Ведь она была чужая, ее воля была не его, она искала другое, искала не его, не в нем нуждалась: у нее уже было свое — было всегда, это первым делом бросалось в глаза, еще когда она была маленьким ребенком: она желала своего. Не того, чего желал отец, не того, чего вообще желал кто-то другой, — она желала своего. Самостоятельная. Сама по себе. И слишком близка ему — угроза во всем; в ее власти было выставить его на всеобщее осмеяние — пожелай она только, и он бы стал преступником, если на то пошло, мог бы все послать в тартарары, лишь бы есть из ее рук, — достаточно было бы одного слова, одного движения. Отринутое было вне времени.
Просто существовало — теперь, как и всегда. Все было неизменным, все — незажившим и открытым. Истинная его суть жила там, в сокрытом. Целую жизнь, что была исполненным долгом, он бы не задумываясь швырнул в костер безрассудства ради легкой шершавости вокруг бледного сухого дочкина рта, ради сетки жилок на голых ногах — дома она ходила босая, — просвечивая сквозь грязную кожу, они тянулись от свода стопы вверх к тугому загорелому подъему.
Он бы все отдал. И чуял, что эта девочка — огромная опасность, враг. Такое ощущение, что он разобьется вдребезги. И однажды ночью ему привиделся кошмарный сон: помойная яма в кайме пыльной зелени, присыпанная негашеной известью, дыра в земле (заброшенный старый нужник), поверх извести и камней росла высоченная жгучая крапива, вся в бурых пятнах. Внизу, в неровной темной яме, лежало обнаженное, белое, нежное, вялое тело маленькой покойницы — платье изорвано в клочья, до неузнаваемости, но он сказал себе вслух, что красная мокрая тряпка была красным платьем. Кругом валялись обрывки пожелтевших старых газет. Он присел на корточки и поднял ее руку, но это была рука куклы, от которой веяло давним затхлым холодом. Рот полуоткрыт, белый, с жемчужным отливом; волосы на вид какие-то странные, жутковато блестящие и живые — кажется, вот-вот пустят корни в камень и компостную жижу. Он разжал пальцы, рука упала — жгучий, ледяной холод. Да, что правда, то правда — никогда больше ей не согреться. Внезапно он обнаружил, что бежит по серой дороге, ноги топают, едкая белая пыль тусклой пленкой катаракты лежит на зелени, сердце стучит, будто тяжелый молот по наковальне, нестерпимо тяжелый, сейчас оно разобьет его вдребезги, сейчас хлынет кровь. Но лишь странная прохлада разлилась вокруг. Разлилась. О, каким смертельно опасным наслаждением истекал этот сон…

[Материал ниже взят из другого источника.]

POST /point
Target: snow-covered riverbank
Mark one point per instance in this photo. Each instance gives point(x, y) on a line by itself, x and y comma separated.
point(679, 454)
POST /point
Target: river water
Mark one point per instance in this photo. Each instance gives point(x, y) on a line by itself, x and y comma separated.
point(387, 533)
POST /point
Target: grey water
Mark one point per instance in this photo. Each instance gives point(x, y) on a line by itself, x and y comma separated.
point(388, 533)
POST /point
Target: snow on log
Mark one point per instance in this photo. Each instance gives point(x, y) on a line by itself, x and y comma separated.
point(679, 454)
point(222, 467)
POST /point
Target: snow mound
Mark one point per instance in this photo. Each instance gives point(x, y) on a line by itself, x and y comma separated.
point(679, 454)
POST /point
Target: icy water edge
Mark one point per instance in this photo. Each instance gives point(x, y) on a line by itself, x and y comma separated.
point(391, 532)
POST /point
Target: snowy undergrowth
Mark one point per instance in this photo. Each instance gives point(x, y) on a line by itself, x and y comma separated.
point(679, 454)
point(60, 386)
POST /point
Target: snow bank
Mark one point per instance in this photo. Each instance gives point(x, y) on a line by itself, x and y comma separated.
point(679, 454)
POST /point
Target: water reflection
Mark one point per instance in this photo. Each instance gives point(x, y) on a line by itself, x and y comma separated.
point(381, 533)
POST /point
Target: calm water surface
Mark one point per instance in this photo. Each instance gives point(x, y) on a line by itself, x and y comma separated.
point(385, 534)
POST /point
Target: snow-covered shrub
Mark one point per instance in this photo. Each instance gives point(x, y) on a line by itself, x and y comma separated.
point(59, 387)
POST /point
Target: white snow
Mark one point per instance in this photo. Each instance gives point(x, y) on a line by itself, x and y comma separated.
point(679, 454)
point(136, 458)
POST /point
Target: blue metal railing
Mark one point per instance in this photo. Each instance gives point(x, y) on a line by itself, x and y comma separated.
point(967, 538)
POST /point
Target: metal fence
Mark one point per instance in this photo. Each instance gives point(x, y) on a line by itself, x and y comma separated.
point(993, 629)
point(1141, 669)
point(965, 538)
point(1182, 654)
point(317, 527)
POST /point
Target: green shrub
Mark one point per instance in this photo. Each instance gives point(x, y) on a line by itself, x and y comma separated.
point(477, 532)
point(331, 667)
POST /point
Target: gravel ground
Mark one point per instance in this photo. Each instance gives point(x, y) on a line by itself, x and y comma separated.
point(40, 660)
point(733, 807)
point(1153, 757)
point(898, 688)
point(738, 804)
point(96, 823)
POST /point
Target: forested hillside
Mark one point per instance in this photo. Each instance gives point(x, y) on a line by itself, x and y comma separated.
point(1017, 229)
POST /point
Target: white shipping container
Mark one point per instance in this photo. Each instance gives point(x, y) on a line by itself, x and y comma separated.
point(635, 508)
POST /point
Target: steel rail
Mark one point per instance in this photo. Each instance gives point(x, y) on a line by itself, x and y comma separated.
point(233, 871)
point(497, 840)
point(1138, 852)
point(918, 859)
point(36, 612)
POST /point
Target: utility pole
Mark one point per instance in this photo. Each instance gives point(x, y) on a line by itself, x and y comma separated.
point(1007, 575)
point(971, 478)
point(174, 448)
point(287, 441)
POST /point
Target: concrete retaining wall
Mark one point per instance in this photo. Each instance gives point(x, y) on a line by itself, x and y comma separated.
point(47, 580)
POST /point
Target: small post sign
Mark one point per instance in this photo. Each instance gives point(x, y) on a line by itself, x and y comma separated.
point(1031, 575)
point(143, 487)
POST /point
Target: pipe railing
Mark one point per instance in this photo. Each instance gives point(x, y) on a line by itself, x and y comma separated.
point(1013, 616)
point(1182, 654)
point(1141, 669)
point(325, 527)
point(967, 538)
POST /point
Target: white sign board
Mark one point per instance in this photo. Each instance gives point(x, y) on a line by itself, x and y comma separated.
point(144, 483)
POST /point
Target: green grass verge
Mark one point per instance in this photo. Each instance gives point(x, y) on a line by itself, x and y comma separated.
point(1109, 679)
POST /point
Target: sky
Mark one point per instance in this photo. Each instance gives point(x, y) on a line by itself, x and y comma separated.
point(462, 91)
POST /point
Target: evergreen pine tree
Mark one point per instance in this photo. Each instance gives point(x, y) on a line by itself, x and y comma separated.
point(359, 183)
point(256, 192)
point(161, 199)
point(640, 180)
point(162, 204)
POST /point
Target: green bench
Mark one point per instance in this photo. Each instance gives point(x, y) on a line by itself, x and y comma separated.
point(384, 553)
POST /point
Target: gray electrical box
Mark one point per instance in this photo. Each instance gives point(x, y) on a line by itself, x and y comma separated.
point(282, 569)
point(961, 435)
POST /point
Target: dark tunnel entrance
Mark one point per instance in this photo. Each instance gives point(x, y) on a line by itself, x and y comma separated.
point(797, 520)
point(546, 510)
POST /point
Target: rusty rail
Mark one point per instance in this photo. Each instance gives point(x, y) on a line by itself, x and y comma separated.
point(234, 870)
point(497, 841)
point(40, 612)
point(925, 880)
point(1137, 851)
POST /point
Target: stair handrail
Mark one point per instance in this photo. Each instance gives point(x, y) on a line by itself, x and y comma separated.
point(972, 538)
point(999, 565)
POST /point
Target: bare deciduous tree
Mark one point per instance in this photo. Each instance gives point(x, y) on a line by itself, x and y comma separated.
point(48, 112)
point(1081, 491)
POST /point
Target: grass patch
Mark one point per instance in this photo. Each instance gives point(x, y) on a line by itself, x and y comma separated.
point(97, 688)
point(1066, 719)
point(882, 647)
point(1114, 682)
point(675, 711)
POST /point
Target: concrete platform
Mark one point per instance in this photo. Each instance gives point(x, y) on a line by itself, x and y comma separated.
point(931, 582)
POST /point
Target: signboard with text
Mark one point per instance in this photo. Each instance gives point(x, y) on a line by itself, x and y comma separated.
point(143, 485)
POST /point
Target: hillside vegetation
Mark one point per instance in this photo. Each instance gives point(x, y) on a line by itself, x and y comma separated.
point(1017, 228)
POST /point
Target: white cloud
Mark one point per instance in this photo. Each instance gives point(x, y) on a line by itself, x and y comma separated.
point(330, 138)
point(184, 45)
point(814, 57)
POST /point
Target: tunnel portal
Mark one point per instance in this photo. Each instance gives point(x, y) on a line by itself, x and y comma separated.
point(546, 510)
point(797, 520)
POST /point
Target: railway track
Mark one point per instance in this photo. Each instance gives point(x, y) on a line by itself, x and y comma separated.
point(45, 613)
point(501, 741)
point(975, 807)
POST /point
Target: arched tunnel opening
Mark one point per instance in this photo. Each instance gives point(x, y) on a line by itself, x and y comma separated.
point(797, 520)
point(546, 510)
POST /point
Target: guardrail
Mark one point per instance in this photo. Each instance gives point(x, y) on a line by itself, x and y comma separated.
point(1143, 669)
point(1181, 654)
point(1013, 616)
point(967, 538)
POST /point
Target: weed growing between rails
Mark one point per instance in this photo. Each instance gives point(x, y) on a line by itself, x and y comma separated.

Он ужаснулся этому у себя внутри. Невмоготу ни носить такое бремя, ни стараться сбросить его и забыть — невмоготу знать такое о себе.
Но вот прошло немного времени, и вдруг оказалось, что боится он одной только девочки. Она словно была орудием, правда, неизвестно для какой цели предназначенным, — что-то пугающее, грозное появилось в ней, в движениях бедер: по-детски узкие бедра — и какие-то чужие, внезапные, неожиданно гибкие и проворные движения, когда она выпрямлялась или вбегала в калитку, жизнь вдруг опрокинулась, вывернулась наизнанку, все так непривычно, так странно, все сочится страхом, особенно сухой детский запах кожи, который она еще сохранила… Было и другое. Порог. И за ним — лицо, неузнаваемое, дергающееся, искаженное. Он больше не в силах видеть это лицо, хватит, насмотрелся.
И тогда он твердо сказал себе, что нужно подавить в девочке это сходство с матерью. Именно здесь была опасность. Отсюда необходимо начать воспитание, здесь больное место, здесь требуется обработка. И отныне Товит, не жалея сил, воспитывал ее согласно своим представлениям — глаз с нее не спускал, за каждым шагом следил, а в конце концов уже и оплеухами награждал и порол, ведь девчонка упорно не поддавалась воспитанию, ничем ее не проймешь, все с нее как с гуся вода, стоит с отсутствующим видом, а едва он отвернется — мигом исчезает. Нету ее. Уже далеко, уже в другом месте. Напрасный труд — все равно что ловить движение воды в ручье, пытаться удержать в руках волны и журчание. Прямо отчаяние берет — все так отчаянно просто и так недоступно. Побои и затрещины доставались не только ей, но и ему самому, чувствовал он с мертвым отчаянием; безжизненное наслаждение, мертвое отчаяние — все замкнуто в нем самом, он сам заперт в себе, вот и все.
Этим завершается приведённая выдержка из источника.